A woman wakes up and stretches her arms in the air, in bed.
Provide your immune system with the tools it needs to keep you healthy and well. (For Spectrum Health Beat)

Thankfully, there are things we can do to make sure our immune systems are ready for action.

Enjoy some suggestions from experts at the Spectrum Health Women’s Health & Wellness Center for keeping you and yours in fighting shape.

While none of these tips is a surefire way to ensure you never get sick, when practiced together, they provide your immune system with the tools it needs to keep you healthy and well. They will also help your body recover from infections if you do get sick.

Their 7 top tips:

1. Eat well.

Center your diet on whole plant foods—fruits, whole grains, vegetables such as beans and lentils, nuts, seeds and spices. Herbs and spices are key, because they tend to have high proportions of antioxidants, which help our immune system and reduce inflammation. For more details, listen to this short interview with Kristi Artz, MD, director of Lifestyle Medicine at Spectrum Health.

2. Stress less.

Research shows that hormones associated with our bodies’ stress response, like adrenaline and cortisol, play havoc with our immune systems. To lessen your stress level, avoid overloading your schedule, stay physically active and practice proven relaxation techniques. Techniques include deep breathing, guided imagery, mindfulness, meditation, progressive muscle relaxation and yoga.

3. Get outside.

Hundreds of research studies have shown that spending time outdoors reduces stress. Being in nature reduces blood flow in the amygdala, a part of the brain that processes fear and anxiety, and boosts activity in the anterior cingulate and the insula, areas associated with empathy and altruism. So lace up those hiking boots and hit the trails—or just curl up on your deck under a cozy comforter.

4. Prioritize sleep.

One of the absolute best ways to arm our immune system is by getting at least seven to eight hours of sleep a night. Studies indicate that the amount of sleep we get changes how our white blood cells migrate through our bodies, how our bodies produce cytokines (which are involved in fighting infections), antibody levels, how our immunity-related genes are activated and more.

5. Stay hydrated.

One of the jobs our kidneys perform, in addition to getting rid of substances our bodies can’t use, is to flush away the substances our immune systems identify as potentially harmful. By staying well-hydrated, we can help our bodies clear the detritus of infections (or potential infections) more quickly, giving our immune systems more opportunity to fight off incoming pathogens.

6. Add a supplement.

Vitamin C, Vitamin D and zinc are critical for optimal immune system functioning.
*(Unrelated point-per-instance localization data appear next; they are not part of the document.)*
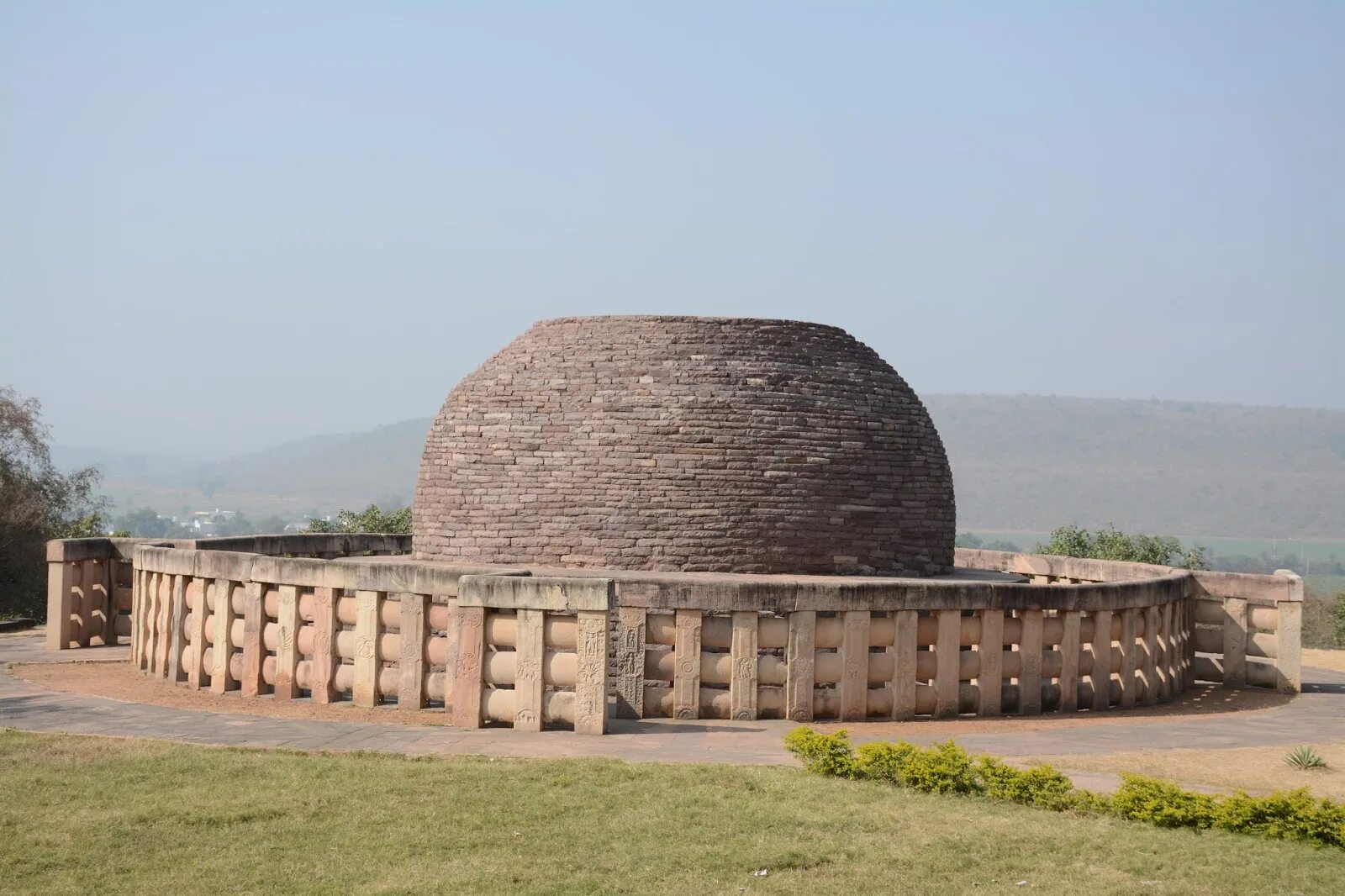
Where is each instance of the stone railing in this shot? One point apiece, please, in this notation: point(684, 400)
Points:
point(853, 649)
point(89, 580)
point(1247, 627)
point(493, 646)
point(524, 646)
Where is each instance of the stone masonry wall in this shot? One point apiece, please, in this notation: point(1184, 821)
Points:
point(696, 444)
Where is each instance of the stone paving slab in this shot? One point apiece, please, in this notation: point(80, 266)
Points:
point(1318, 714)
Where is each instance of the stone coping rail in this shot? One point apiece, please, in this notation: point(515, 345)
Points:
point(336, 616)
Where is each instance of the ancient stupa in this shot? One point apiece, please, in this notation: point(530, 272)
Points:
point(686, 444)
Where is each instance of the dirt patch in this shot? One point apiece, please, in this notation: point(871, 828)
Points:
point(1332, 660)
point(1257, 770)
point(119, 681)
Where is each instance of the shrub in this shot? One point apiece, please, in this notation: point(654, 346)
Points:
point(1163, 804)
point(824, 754)
point(943, 768)
point(1284, 815)
point(884, 762)
point(1305, 757)
point(1039, 786)
point(947, 768)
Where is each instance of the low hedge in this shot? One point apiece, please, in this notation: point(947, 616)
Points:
point(947, 768)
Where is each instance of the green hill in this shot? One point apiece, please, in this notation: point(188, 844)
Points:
point(1020, 463)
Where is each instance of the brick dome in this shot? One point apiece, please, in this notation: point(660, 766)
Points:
point(693, 444)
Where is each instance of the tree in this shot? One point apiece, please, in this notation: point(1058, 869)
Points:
point(1338, 619)
point(37, 503)
point(397, 522)
point(1113, 544)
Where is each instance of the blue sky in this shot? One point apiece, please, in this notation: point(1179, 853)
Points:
point(229, 225)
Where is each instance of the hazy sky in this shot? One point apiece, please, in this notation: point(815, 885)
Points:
point(226, 226)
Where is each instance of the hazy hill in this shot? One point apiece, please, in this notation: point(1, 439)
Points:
point(1020, 461)
point(1029, 461)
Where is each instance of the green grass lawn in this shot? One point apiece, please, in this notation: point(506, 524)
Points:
point(81, 814)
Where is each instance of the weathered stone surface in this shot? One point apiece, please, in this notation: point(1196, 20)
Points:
point(694, 444)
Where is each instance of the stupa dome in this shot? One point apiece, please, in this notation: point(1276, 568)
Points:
point(690, 444)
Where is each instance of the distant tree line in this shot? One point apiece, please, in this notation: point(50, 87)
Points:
point(37, 503)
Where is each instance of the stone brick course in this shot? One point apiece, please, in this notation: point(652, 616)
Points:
point(694, 444)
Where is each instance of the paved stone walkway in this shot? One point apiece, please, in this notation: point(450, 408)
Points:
point(1316, 716)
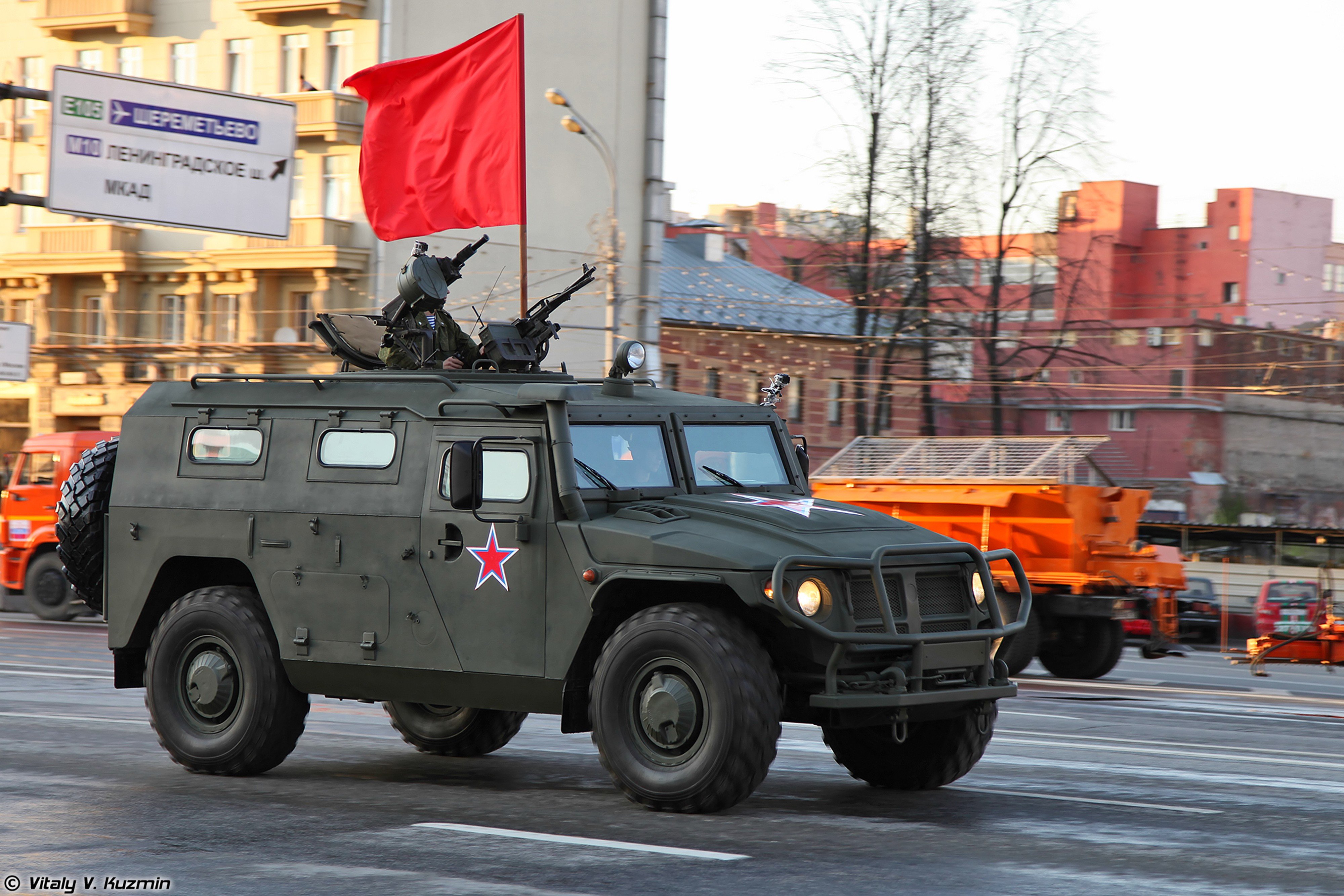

For many of us in the northern hemisphere, they can be hard to come by in the winter months. The solution? Add a supplement. Most multivitamins contain all three of these essential nutrients, but if you need to load up on just one, they are available separately.

7. Get a flu shot.

Now more than ever, it’s important to reduce the spread of preventable respiratory diseases. By getting a flu shot, you’ll protect yourself and those around you from influenza. Just be sure to get it at least two weeks before any high-risk situations: it can take up to 14 days for antibodies to fully develop.